Fig.4.

Src-mediated phosphorylation of GDI at Y156 regulates the coordination of Cdc42-GDI localization and Cdc42 activity in regions close to the edge. a, A phosphorylation-deficient mutant of GDI (Y156F) had no effect on the timing of Cdc42 activation or modulation of GDI-Cdc42 localization. TOP: Correlation of Cdc42-GDI and edge velocity, using the T35S mutant of the GDI.Cdc42 FLARE biosensor expressed in cells containing Y156F GDI. Correlation curves are computed from n = 902 individual windows in 11 cells. BOTTOM: Correlation of Cdc42 activity and edge velocity using the MeroCBD biosensor in cells containing Y156F GDI. Correlation curves are computed from n = 373 individual windows from 5 cells. b, A phosphomimetic mutant of GDI (Y156E) produced positive correlation with edge velocity at negative time lags (i.e. after protrusion onset) similar to those of the correlation maxima of Cdc42 activity with edge velocity in regions close to the edge (0–1.8 μm; Black arrows).

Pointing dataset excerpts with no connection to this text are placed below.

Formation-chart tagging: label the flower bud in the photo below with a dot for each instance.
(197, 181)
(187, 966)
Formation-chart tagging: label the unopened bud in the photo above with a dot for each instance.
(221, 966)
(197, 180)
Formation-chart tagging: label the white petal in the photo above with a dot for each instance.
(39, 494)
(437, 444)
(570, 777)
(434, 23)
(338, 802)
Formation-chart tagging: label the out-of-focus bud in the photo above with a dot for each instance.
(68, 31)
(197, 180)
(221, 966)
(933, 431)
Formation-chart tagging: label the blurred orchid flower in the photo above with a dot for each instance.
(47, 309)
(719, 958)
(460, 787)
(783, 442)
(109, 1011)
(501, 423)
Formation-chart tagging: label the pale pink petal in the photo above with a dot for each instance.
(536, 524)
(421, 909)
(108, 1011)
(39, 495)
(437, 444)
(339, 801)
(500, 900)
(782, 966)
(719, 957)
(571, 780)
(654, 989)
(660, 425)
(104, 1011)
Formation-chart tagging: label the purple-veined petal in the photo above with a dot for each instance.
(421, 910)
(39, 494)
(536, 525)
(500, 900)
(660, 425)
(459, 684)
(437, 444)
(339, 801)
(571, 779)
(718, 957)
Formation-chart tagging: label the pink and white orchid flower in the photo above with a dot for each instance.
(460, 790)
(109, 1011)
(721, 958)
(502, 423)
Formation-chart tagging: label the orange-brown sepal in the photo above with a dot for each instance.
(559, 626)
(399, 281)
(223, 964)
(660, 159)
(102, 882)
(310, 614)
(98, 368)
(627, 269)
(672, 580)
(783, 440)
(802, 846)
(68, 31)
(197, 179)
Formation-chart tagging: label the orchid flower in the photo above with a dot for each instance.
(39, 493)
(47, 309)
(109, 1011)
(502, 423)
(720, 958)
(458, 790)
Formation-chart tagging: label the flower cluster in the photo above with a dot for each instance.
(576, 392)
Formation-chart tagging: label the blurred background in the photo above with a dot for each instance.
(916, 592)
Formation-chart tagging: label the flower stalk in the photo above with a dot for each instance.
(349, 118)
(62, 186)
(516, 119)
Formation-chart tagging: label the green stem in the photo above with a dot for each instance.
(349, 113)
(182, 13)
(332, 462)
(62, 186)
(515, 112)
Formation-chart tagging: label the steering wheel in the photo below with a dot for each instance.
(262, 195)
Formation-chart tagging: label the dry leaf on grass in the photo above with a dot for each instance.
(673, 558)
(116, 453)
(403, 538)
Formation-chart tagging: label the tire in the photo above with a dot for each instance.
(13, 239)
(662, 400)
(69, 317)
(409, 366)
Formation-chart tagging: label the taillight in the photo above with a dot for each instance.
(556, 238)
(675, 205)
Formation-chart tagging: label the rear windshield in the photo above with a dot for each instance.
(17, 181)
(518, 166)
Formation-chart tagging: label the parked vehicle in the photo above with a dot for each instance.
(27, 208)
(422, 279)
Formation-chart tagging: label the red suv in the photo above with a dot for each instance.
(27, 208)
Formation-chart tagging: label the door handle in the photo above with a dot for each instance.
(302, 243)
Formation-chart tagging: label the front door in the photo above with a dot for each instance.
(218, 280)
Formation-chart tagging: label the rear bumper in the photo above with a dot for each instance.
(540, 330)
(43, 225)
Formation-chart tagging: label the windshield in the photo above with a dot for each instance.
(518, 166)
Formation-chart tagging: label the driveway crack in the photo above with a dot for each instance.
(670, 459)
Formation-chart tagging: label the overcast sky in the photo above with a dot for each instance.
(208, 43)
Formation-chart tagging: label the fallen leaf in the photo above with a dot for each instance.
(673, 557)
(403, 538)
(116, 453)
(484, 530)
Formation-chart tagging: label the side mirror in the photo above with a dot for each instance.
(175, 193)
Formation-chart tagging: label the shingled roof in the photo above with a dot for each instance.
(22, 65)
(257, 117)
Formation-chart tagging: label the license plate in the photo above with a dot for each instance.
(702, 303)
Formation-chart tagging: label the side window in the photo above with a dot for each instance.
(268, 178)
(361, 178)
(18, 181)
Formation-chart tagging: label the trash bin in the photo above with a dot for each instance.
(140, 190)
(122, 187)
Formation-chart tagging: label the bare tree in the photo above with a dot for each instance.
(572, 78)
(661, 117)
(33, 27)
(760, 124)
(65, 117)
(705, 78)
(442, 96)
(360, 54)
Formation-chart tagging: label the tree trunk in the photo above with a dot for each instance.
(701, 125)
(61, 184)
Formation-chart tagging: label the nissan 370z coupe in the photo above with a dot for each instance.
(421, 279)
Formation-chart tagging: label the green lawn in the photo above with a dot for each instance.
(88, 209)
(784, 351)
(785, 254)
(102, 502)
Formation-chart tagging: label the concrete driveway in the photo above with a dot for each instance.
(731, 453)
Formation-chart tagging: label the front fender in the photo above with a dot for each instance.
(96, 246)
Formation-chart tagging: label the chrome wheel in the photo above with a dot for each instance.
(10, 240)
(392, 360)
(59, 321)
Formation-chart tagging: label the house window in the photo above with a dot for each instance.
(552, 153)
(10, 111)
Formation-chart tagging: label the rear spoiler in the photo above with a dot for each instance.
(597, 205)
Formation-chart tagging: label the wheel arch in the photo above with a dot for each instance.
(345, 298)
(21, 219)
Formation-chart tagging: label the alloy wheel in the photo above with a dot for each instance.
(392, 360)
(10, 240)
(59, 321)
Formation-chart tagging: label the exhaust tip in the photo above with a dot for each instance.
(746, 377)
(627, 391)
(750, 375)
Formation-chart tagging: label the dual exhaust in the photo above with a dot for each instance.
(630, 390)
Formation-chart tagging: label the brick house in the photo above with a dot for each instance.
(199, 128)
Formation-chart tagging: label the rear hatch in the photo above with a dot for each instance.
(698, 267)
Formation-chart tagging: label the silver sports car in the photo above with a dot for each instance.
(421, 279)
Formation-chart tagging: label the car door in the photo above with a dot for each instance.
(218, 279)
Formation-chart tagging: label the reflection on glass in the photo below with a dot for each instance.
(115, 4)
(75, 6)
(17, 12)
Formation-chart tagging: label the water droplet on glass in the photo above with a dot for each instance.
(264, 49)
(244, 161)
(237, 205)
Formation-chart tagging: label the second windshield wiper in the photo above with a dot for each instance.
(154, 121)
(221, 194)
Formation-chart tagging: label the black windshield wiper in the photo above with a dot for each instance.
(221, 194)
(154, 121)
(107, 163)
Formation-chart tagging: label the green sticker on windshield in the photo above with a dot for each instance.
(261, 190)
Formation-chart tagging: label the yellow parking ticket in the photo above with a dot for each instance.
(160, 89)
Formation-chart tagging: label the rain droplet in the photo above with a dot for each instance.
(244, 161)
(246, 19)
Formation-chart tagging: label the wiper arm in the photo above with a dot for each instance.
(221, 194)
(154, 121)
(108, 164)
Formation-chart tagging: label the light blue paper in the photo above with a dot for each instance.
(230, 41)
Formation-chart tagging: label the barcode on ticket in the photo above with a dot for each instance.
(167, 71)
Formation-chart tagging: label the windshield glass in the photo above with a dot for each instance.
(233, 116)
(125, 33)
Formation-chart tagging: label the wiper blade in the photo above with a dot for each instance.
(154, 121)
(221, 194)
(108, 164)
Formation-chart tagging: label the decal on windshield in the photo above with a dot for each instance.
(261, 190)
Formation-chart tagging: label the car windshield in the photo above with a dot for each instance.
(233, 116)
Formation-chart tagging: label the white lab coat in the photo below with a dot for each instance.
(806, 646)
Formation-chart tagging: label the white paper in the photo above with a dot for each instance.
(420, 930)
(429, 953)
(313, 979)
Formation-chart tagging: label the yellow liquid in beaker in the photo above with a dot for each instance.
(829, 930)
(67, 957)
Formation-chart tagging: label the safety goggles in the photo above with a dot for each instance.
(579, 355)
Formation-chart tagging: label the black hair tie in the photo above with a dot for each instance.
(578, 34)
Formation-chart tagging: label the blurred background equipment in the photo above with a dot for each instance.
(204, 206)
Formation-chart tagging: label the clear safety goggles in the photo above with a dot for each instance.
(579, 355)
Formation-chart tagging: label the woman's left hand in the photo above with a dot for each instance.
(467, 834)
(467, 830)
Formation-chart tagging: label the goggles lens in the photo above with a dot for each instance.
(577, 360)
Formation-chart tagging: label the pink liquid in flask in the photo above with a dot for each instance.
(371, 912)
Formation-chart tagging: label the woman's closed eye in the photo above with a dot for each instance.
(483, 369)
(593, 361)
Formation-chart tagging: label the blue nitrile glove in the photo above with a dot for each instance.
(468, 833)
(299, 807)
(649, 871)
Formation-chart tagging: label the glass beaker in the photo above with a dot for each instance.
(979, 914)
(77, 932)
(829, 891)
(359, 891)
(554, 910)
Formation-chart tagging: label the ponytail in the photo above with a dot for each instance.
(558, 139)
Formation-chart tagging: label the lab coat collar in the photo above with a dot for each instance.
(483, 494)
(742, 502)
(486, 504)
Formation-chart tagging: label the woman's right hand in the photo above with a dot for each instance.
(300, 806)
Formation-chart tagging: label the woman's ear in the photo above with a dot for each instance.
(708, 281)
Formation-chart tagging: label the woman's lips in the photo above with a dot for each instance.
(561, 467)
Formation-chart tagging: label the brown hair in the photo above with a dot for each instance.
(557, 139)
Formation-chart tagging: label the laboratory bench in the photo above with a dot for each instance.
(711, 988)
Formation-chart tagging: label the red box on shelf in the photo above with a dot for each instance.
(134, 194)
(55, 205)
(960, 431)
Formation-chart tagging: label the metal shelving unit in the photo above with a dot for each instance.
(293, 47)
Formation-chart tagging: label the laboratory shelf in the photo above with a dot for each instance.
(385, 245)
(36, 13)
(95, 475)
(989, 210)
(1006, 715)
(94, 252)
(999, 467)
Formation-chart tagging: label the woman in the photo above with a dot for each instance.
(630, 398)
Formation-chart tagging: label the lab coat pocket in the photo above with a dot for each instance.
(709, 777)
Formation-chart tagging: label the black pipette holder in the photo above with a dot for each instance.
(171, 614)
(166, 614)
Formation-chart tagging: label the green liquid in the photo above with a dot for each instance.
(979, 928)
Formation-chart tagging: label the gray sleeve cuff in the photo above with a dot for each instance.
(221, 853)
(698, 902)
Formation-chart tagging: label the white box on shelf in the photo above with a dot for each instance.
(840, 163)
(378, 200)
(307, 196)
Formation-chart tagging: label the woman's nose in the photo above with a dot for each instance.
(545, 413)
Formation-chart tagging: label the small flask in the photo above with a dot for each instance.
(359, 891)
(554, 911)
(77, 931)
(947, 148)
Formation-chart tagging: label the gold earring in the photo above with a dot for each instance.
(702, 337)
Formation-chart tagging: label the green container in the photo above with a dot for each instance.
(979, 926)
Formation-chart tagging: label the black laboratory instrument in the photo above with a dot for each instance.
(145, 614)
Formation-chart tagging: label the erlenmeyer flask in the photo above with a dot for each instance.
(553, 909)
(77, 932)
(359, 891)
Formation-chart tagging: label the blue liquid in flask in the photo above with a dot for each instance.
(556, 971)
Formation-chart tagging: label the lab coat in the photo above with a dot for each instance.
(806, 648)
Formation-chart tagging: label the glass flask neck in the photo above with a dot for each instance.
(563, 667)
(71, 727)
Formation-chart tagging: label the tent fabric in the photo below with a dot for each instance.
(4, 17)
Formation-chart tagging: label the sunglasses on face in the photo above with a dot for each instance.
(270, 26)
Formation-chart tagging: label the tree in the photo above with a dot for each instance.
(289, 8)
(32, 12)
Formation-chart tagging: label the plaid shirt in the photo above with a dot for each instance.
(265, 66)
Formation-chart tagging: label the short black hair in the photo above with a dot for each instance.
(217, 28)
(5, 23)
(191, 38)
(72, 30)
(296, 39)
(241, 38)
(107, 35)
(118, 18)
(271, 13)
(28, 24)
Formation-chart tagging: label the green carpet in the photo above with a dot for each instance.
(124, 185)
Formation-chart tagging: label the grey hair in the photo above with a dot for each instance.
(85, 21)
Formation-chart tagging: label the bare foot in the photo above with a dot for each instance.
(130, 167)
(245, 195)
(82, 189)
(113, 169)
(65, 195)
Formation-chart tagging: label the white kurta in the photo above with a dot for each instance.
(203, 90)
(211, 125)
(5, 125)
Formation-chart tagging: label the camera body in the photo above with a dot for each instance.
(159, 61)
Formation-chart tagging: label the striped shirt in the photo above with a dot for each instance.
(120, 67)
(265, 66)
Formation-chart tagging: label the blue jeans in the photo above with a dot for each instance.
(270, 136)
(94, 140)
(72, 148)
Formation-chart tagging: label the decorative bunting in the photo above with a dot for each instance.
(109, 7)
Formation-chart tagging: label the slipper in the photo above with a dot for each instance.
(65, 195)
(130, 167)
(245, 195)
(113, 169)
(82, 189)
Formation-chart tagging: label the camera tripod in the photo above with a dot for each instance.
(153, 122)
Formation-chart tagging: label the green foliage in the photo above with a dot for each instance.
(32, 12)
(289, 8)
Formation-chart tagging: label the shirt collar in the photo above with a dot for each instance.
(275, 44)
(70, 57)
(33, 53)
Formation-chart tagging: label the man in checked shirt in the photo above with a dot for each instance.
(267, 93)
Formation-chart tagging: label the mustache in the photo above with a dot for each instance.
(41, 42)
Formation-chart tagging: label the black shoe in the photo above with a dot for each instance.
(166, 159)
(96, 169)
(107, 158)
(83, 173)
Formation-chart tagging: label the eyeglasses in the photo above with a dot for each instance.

TOP: Cross-correlation of Cdc42-GDI and edge velocity using the T35S mutant of the GDI.Cdc42 FLARE biosensor expressed in cells containing the Y156E mutant GDI. Correlation curves are computed from n = 979 individual windows from 11 cells. Black arrows in regions 0–1.8 μm from the edge indicate the appearance of a positive cross correlation peak in GDI-Cdc42 complex localization. BOTTOM: Cross-correlation of Cdc42 activity and edge velocity, using the MeroCBD biosensor in cells containing GDI Y156E. Correlation curves are computed from n = 491 individual windows in 4 cells.